舛井 香様 富沢 錦之様
住所 : 静岡県御前崎市御前崎
一本釣り船『第二大興丸』 電子制御エンジン6AYESG-GT
全長・幅(m) : 14.05 × 4.18
総トン数 : 17G/T
補機関 : 4JHL-TN
出典 : YANMAR mare vol.38(2017年8月発行)
住所 : 静岡県御前崎市御前崎
全長・幅(m) : 14.05 × 4.18
総トン数 : 17G/T
補機関 : 4JHL-TN
出典 : YANMAR mare vol.38(2017年8月発行)
第二大興丸が電子制御エンジン6AYEに換装してからほぼ7ヵ月が経った。

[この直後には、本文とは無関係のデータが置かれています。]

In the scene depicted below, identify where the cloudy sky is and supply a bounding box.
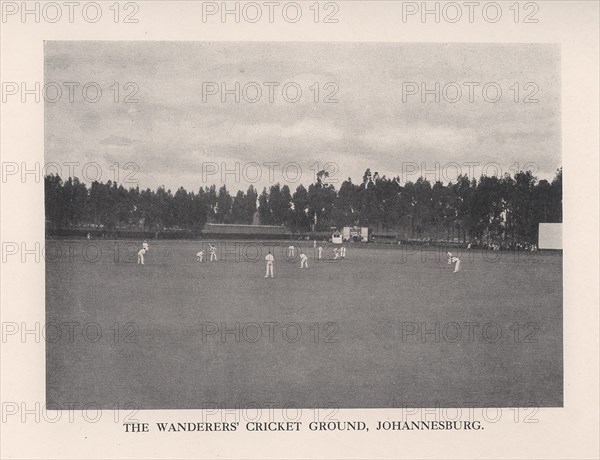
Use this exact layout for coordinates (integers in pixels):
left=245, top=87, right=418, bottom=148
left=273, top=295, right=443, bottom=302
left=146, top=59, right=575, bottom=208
left=45, top=41, right=561, bottom=191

南駿河湾漁業協同組合に属し、キンメダイ漁を主とする船主の舛井香さん(60歳)は満足気な笑みを浮かべて「本当に抜群だ!音は静かで、黒煙が出ないというのは凄いね」と操船の感想を力強く語る。また、本船の共同所有者の富沢錦之さん(57歳)も「とにかくエンジン音が静かだよね」と口を揃える。
そもそも舛井さんと富沢さんの両船主が本船のエンジン換装に至った要因のひとつは、TPP(環太平洋経済連携協定)関連政策大綱による漁業用機器導入補助事業で認定されたことだ。その事業への申し込み書類の手続きを引き受けた静岡ヤンマー㈱西部営業所の伊達幸祐所長は、「平成28年の6月頃に認定を受けたが、換装については前から相談を受けていました。当初は6AYPを候補に挙げていたのですが、書類提出の頃に、ヤンマーで新しい電子制御エンジンが開発されたというので、実機は見たこともないままそれに変えました」と思い起こす。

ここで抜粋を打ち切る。